I have a few dataframes like this:
rdd_1 = sc.parallelize([(0,10,"A",2), (1,20,"B",1), (2,30,"A",2)])
rdd_2 = sc.parallelize([(0,10,223,"201601"), (0,10,83,"2016032"),(1,20,3213,"201602"),(1,20,3003,"201601"), (1,20,9872,"201603"), (2,40, 2321,"201601"), (2,30, 10,"201602"),(2,61, 2321,"201601")])
df_tg = sqlContext.createDataFrame(rdd_1, ["id", "type", "route_a", "route_b"])
df_data = sqlContext.createDataFrame(rdd_2, ["id", "type", "cost", "date"])
df_tg.show()
+---+----+-------+-------+
| id|type|route_a|route_b|
+---+----+-------+-------+
| 0|10 | A| 2|
| 1|20 | B| 1|
| 2|30 | A| 2|
+---+----+-------+-------+
df_data.show()
+---+----+----+------+
| id|type|cost| date|
+---+----+----+------+
| 0|10 | 223|201603|
| 0|10 | 83 |201602|
| 1|20 |3003|201601|
| 1|20 |3213|201602|
| 1|20 |9872|201603|
| 2|30 | 10|201602|
| 2|30 | 62|201601|
| 2|40 |2321|201601|
+---+----+----+------+
So I need to add the columns like this:
+---+----+-------+-------+-----------+-----------+-----------+
| id|type|route_a|route_b|cost_201603|cost_201602|cost_201601|
+---+----+-------+-------+-----------+-----------+-----------+
| 0|10 | A| 2| 223 | 83 | None|
| 1|20 | B| 1| 9872 | 3213 | 3003|
| 2|30 | A| 2| None | 10 | 62|
+---+----+-------+-------+-----------+-----------+-----------+
For this I would have to do a few joins:
df_tg = df_tg.join(df_data[df_data.date == "201603"], ["id", "type"])
and with that I would have to rename the columns too, to not overwrite them:
df_tg = df_tg.join(df_data[df_data.date == "201603"], ["id", "type"]).withColumnRenamed("cost","cost_201603")
I can write a function to do this, but I would have to loop through both the dates available and the columns, generating ton of joins with full table scans:
def feature_add(df_target, df_feat, feat_cols, period):
for ref_month in period:
df_target = df_target.join(df_feat, ["id", "type"]).select(
*[df_target[column] for column in df_target.columns] + [df_feat[feat_col]]

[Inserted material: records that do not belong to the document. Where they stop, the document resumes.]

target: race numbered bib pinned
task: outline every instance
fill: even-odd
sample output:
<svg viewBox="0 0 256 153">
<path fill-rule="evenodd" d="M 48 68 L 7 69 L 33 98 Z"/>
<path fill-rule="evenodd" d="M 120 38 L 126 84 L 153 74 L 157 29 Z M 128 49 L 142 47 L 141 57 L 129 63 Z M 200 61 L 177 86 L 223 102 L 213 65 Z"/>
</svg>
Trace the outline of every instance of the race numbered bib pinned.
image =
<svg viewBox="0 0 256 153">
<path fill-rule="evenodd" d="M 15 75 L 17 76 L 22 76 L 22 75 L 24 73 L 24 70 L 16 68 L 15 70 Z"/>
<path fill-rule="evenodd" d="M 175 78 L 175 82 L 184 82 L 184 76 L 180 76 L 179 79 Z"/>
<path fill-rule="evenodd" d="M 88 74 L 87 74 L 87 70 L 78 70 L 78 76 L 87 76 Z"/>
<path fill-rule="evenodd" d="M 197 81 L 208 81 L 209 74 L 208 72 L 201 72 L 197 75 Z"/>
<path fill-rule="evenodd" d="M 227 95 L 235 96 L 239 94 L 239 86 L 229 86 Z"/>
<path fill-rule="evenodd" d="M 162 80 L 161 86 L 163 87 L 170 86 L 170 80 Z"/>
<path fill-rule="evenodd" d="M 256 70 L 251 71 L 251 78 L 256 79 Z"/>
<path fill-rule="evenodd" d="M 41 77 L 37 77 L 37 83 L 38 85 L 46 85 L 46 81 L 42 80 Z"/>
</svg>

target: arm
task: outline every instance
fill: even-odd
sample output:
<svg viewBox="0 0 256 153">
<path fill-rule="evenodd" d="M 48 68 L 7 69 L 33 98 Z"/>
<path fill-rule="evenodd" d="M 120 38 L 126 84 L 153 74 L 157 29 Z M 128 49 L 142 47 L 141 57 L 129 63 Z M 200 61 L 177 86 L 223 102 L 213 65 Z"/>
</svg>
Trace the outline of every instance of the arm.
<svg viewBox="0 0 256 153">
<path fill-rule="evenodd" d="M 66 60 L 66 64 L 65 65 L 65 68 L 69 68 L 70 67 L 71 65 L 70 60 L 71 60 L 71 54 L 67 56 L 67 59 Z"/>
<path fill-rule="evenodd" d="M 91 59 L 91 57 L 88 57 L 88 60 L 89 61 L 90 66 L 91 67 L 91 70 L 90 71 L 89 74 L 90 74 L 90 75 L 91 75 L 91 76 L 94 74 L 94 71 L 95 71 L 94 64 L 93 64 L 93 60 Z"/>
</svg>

).withColumnRenamed(feat_col, feat_col + '_' + ref_month)
return df_target
df_tg = feature_add(df_tg, df_data, ["cost"], ["201602", "201603", "201601"])
This works, but it's terrible. How can I add these columns, including when I'm calling the same function for other dataframes? Notice that the columns are not perfectly aligned and I need to do a inner join.